Autant dire, chacun des points noirs évoqués mérite à lui seul une stratégie nationale. L’inversion de la tendance et l’adoption d’un nouveau comportement ouvre la possibilité de nouveaux emplois et de créneaux de croissance. L’abondant criminel du transport en commun délaissé au profit de la voiture et de ses lobbys, nous coûte cher. Outre l’hémorragie liée à l’importation des voitures et de leurs pièces de rechange, nous payons lourdement une facture énergétique d’hydrocarbures, nous allouons un budget conséquent à l’aménagement des routes et des ponts à leur entretien, nous polluons notre environnement, mais le plus grave est que la majorité de notre population, et en particulier les moins nantis, souffrent quotidiennement pour se déplacer. L’extension de la voie ferrée, de nos lignes de métro et de notre parc de bus améliorera notre quotidien et la qualité de notre vie. L’exploitation rationnalisée de notre parc forestier et l’intensification de la reforestation préserveront notre équilibre écologique, endigueront la désertification et développeront des activités dans l’industrie du bois, les plantes médicinales, la villégiature et l’écotourisme.
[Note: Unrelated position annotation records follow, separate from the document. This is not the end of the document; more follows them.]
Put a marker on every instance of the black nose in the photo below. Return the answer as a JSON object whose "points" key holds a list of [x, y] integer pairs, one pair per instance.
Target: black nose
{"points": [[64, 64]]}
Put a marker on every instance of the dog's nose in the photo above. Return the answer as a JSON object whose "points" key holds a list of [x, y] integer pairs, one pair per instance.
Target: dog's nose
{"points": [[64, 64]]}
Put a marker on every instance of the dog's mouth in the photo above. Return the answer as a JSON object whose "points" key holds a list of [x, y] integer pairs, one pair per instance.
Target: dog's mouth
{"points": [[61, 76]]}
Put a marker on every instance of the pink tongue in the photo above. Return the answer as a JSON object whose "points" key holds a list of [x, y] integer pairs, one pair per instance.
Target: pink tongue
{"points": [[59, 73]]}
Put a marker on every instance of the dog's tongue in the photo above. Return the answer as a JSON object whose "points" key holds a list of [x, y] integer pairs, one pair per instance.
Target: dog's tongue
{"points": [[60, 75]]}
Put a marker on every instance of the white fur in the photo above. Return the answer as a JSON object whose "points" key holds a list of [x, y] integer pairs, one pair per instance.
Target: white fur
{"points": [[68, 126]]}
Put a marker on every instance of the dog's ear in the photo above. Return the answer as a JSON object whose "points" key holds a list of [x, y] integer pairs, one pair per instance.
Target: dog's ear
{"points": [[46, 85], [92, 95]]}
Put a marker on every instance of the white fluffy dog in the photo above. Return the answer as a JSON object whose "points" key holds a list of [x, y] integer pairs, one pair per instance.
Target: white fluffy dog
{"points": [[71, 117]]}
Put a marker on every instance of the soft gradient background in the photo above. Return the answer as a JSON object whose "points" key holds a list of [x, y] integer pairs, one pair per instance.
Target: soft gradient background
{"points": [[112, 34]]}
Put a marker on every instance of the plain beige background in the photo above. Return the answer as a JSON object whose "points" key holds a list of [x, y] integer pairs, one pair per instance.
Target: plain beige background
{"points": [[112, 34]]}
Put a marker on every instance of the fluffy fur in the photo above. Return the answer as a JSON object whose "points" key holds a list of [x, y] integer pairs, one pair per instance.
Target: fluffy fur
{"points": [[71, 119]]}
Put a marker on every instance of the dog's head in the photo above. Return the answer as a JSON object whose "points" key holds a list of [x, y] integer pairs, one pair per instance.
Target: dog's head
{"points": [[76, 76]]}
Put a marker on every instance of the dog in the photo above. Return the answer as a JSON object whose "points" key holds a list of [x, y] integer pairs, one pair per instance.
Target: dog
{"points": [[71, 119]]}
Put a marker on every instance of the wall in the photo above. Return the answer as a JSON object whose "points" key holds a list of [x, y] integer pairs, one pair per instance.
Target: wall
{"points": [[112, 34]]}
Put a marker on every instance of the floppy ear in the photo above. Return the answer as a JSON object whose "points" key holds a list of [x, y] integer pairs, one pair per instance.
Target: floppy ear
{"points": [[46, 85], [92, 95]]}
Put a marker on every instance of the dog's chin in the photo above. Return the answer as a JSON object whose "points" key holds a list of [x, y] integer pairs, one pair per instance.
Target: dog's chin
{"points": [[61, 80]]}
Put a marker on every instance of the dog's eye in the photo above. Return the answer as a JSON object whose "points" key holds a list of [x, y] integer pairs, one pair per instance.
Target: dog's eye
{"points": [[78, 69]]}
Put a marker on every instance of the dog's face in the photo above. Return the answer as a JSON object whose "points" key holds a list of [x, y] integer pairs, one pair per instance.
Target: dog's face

La mer et son économie bleue nous offrent des perspectives incommensurables de développement. Notre pays qui est un don de la méditerranée de par l’étendue de son domaine maritime et sa position stratégique. Des domaines comme la biochimie marine, l’énergie marine (houle, vague et vent), l’aquaculture, la conchyliculture, le tourisme côtier et de plaisance, la protection de l’environnement marin, le transport maritime et logistique, la construction navale et l’activité portuaire sont autant d’activités à entreprendre et de leviers de croissance et d’emplois. La gestion de l’eau par l’intensification des points de rétention et l’entretien des barrages et des axes fluviaux est une urgence nationale. Un retard énorme a été enregistré dans le développement et l’application d’une stratégie nationale pour faire face à la menace de la pénurie en eau que tous les efforts doivent être conjugués pour y remédier en exploitant toutes les alternatives qui s’offrent à nous. Il ne s’agit plus de privilégier une piste particulière mais de mobiliser les différentes options tout azimut, du recyclage de l’eau à la désalinisation.

L’énergie verte est pour notre pays une option sérieuse pour l’autonomie et la sécurité énergétique avec autant de piste que de ressource. Dans un pays qui bénéficie de 280 jours d’ensoleillement, une attention toute particulière doit être accordée à l’énergie solaire. Toutefois, il est hors de question de laisser usurper cette opportunité comme cela a été le cas de nos réserves naturelles. L’énergie solaire doit être totalement tunisienne de la conception à l’exploitation. Aucune collaboration autre que technique ne serait acceptable.